The CloudVPS configuration today uses a single transport network, subnet and router interface as the default gateway. Because of this we cannot configure address scopes to selectively disable NAT on traffic to internal core services and RFC1918 address.

In order to take full advantage of address scopes, each subnet pool that belongs to an address scope must have a dedicated network and interface attached to the Neutron virtual router.
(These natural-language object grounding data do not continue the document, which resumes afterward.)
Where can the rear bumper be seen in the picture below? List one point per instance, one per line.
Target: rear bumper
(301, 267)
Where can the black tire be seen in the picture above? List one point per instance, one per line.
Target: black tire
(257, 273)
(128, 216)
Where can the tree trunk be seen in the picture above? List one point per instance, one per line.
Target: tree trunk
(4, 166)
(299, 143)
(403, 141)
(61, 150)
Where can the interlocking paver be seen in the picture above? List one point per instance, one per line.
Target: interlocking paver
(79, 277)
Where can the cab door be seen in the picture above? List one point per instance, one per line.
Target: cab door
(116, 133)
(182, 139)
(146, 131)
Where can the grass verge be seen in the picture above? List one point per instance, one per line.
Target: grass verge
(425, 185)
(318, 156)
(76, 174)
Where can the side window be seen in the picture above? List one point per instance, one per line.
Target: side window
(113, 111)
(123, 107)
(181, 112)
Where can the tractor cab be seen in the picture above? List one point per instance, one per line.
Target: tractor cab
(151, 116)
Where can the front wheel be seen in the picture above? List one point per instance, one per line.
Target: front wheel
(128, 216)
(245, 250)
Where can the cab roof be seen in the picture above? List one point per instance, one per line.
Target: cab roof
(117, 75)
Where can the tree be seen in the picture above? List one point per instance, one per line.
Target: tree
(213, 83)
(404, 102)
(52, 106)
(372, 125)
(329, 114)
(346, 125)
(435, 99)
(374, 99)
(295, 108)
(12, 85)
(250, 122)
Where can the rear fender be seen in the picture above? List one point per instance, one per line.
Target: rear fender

  1. Using the router's routing table (cloudnet network namespace) traffic is routed to an attached interface
    1. Traffic with no route uses the default gateway on the qg- interface
    2. Traffic with a matching route maps to a qr- interface
  2. Once an interface has been identified, the connection traffic flows through that interface into IPTABLES
    1. Interfaces configured with a network and subnet pool associated with an address scope will be marked with IPTABLES
    2. Disable NAT if both the source and destination interfaces have been marked by IPTABLES
    3. Continue with the default policy enabling NAT for all other traffic

neutron direct connection to physical internal prod networks

Another option would be to give the neutron router a direct connection to the affected physical internal prod networks. This way, Neutron is fully aware of those networks (it has addressing in each VLAN/subnet) and since there is a direct route, no NAT needs to happen and VMs can connect directly preserving the source IP address.

The approach is also interesting because it could allow us to better leverage the Neutron address scope mechanism (see above). Given Neutron is fully aware (and connected) to the different prod networks, with different physical interfaces, the address scope implementation could theoretically work in this environment.

This option has been discarded because it violates the clear separation constraint (see above).